Едва успели все осушить свои бокалы, как у входной двери зазвенел звонок.
— Ну, вот на наш огонек идет еще какой-то запоздалый гость, засмеялась Надежда Васильевна и поднялась, чтобы открыть дверь. Но Харитоновна опередила и уже впустила новых гостей.
Вошли два военных в непонятной иностранной форме.
— Профессор Мушкетов здесь проживает? — спросил один из них, небольшого роста, плотный.
Аристарх Федорович вышел в переднюю.
— Я Мушкетов. Чем могу быть полезен?
— Разрешите с вами побеседовать, — начал было тот.
В голосе вновь прибывшего Сидоровна почувствовала что-то близкое, родное. Она сорвалась со стула, бросилась в переднюю.

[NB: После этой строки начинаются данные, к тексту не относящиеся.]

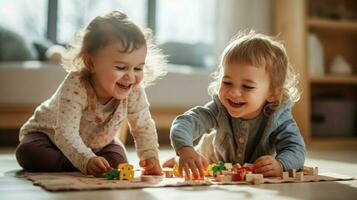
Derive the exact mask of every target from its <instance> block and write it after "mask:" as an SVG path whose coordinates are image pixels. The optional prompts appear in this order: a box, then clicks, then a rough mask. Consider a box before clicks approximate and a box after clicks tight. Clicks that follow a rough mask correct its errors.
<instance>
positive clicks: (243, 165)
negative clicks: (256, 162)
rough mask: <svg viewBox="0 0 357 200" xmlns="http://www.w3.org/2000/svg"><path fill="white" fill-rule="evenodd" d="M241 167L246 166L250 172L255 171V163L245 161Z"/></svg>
mask: <svg viewBox="0 0 357 200" xmlns="http://www.w3.org/2000/svg"><path fill="white" fill-rule="evenodd" d="M241 168H244V169H246V170H247V171H249V172H254V165H253V164H249V163H245V164H244V165H243V167H241Z"/></svg>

— Сазонушка! — вскрикнула она. — Родимец ты мой! Откуда же ты взялся, милушка?..
— Из самой Франции, дорогая моя женушка, — засмеялся Сазон Миронович, сжимая в своих крепких объятиях Сидоровну.
Расцеловав жену, Меркулов стал здороваться со всеми присутствующими. И только потом он обернулся к своему товарищу, стоявшему у порога.
— А это, товарищи, познакомьтесь. Наш военный врач, профессор Шарль Льенар, спасший мне во Франции жизнь… Он командирован в Москву… Он уже бывал у нас, знает немного русский язык. Он мне и говорит: «Вот, в Москве, мол, надо мне посетить моего друга профессора Мушкетова. Да, горе, адрес затерял…» А я ему в ответ: «Профессора этого я знаю… Знаком с ним, потому как моя станичница дорогая Надежда Васильевна за ним замужем…» В Москве мы быстро разыскали ваш адрес через справочное бюро… Ну, вот и пришли.